Dans votre parcours d’ultradiplômé, on est surpris par
vos deux échecs successifs au concours de l’Ecole normale
supérieure…
Il faut croire que je n’étais pas fait pour ça. J’ai d’ailleurs échoué
dans la matière où j’étais le plus fort : les lettres. La vérité est que
je ne jouais pas le jeu. J’étais trop amoureux pour préparer
sérieusement le concours. Le cœur et la raison sont incompatibles. Je suis d’ailleurs entré en khâgne sans conviction. Je
venais de quitter Amiens, où, en raison de ma vie sentimentale,
ma situation était devenue intenable. Et, comme je suis d’une
famille de médecins et comme je ne voulais pas faire médecine,
je me suis orienté, par conformisme, vers les classes préparatoires à Normale. Or, je n’avais ni l’âme d’un séminariste ni la
vocation d’enseigner.
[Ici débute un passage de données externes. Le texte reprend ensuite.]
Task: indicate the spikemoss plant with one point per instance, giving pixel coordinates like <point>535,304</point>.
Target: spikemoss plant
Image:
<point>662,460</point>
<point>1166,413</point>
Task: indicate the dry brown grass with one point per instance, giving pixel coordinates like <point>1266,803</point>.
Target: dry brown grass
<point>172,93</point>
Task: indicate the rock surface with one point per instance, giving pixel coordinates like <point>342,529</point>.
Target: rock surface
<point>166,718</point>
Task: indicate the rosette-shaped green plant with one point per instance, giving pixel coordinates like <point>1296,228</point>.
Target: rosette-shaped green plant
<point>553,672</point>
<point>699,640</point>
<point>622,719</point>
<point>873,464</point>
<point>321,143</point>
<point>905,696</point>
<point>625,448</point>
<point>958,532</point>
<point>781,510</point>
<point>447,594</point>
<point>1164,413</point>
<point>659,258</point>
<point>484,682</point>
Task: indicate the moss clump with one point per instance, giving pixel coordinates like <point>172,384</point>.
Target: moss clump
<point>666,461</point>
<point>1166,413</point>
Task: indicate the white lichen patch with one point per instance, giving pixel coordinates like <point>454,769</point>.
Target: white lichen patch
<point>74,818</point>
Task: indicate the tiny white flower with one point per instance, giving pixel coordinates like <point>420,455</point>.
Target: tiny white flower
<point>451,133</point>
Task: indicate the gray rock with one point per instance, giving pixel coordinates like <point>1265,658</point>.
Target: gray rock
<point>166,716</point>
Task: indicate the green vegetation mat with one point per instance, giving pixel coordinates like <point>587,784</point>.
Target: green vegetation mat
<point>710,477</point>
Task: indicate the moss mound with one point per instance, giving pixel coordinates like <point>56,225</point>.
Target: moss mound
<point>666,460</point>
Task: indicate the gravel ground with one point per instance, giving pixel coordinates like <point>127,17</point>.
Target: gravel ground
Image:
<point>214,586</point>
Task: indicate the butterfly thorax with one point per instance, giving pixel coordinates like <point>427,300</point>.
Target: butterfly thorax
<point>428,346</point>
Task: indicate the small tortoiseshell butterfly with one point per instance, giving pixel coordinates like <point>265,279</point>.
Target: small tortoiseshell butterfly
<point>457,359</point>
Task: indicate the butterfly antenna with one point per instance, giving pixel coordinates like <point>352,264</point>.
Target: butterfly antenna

J’avais d’autres vibrations et d’autres aspirations. Très vite, j’ai étouffé sur la montagne Sainte-Geneviève
[où se situe le lycée Henri-IV, NDLR]. Je dois au moins à mes
années de khâgne d’avoir découvert la philosophie et les sciences
économiques et sociales.
Vous connaissez la théorie de Pierre Nora, qui a vécu son
triple échec à Normale comme un traumatisme. Il dit avoir,
jusqu'à l’Académie française, cherché la légitimité intellectuelle que la Rue d’Ulm lui avait refusée.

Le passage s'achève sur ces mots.